Nous continuons, bien sûr… L’équipe de France sera à Rosny-sous-Bois le vendredi 4 novembre pour l’inauguration de la nouvelle piscine Camille MUFFAT. Les galas sont une très bonne opportunité de faire découvrir notre discipline, de nous rapprocher des clubs et pour nos athlètes, ne l’oublions pas, c’est un moment rare d’expression et de plaisir. Tout l’art est de trouver le bon équilibre entre les périodes d’entraînement, de compétition, de récupération et de sollicitation. Ceci dit le gala est aussi un moment propice pour tester des chorégraphies.
Que faudrait-il également mettre en place pour « professionnaliser » la discipline ?

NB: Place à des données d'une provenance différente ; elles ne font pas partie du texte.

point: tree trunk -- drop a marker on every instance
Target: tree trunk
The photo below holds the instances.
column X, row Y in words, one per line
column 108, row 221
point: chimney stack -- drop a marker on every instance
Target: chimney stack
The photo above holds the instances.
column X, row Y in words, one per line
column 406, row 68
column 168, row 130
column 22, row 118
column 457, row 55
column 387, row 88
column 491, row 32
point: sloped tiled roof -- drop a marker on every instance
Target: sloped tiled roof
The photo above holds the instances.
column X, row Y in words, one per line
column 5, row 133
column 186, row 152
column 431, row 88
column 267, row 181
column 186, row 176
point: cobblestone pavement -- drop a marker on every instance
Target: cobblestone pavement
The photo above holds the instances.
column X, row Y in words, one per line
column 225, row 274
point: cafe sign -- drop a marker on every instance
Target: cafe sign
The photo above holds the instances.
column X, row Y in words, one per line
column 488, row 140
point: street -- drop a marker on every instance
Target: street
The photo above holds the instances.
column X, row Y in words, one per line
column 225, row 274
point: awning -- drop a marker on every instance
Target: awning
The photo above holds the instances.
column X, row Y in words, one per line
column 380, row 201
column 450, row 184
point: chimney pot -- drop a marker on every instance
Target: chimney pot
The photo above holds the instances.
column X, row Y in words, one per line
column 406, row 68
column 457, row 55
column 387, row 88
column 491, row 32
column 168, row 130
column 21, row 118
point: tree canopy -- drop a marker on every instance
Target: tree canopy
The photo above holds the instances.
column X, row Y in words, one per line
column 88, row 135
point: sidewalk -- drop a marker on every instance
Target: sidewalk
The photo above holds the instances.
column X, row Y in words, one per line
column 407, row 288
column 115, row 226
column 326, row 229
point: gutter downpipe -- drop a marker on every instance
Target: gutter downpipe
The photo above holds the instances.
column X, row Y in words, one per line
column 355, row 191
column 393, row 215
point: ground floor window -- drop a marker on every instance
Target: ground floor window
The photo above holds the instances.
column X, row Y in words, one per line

Sujet épineux s’il en est… Nous avons besoin de pérenniser la carrière des nos athlètes pour accéder aux podiums européens et mondiaux. La natation synchronisée est une discipline sportive d’expérience et de maturité. Nos nageuses sont exceptionnelles avec un double projet très fort. Les résultats au baccalauréat 2016 sont probants : sur cinq nageuses du pôle France de l’Insep nous recensons une mention « Très bien », deux mentions « Bien » et deux mentions « Assez bien ». Les cursus suivis par nos athlètes sont audacieux et courageux : kinésithérapie, pharmacie… Toutefois, il ne faut pas se leurrer : la natation synchronisée est un sport d’équipe qui réclame beaucoup de temps en travail collectif. Il faut donc étaler les études et nos athlètes n’ont pas toujours la patience d’attendre. Regardons un peu chez nos concurrentes : les Russes, les Chinoises, les Japonaises, les Ukrainiennes, les Espagnoles sont professionnelles, même l’Italie possède une « squadra » rémunérée, la totalité de l’équipe fait partie de la police ou de l’armée italienne. C’est peut-être un modèle qui doit nous inspirer, mais n’oublions pas d’innover avec toujours plus d’audace et de conviction.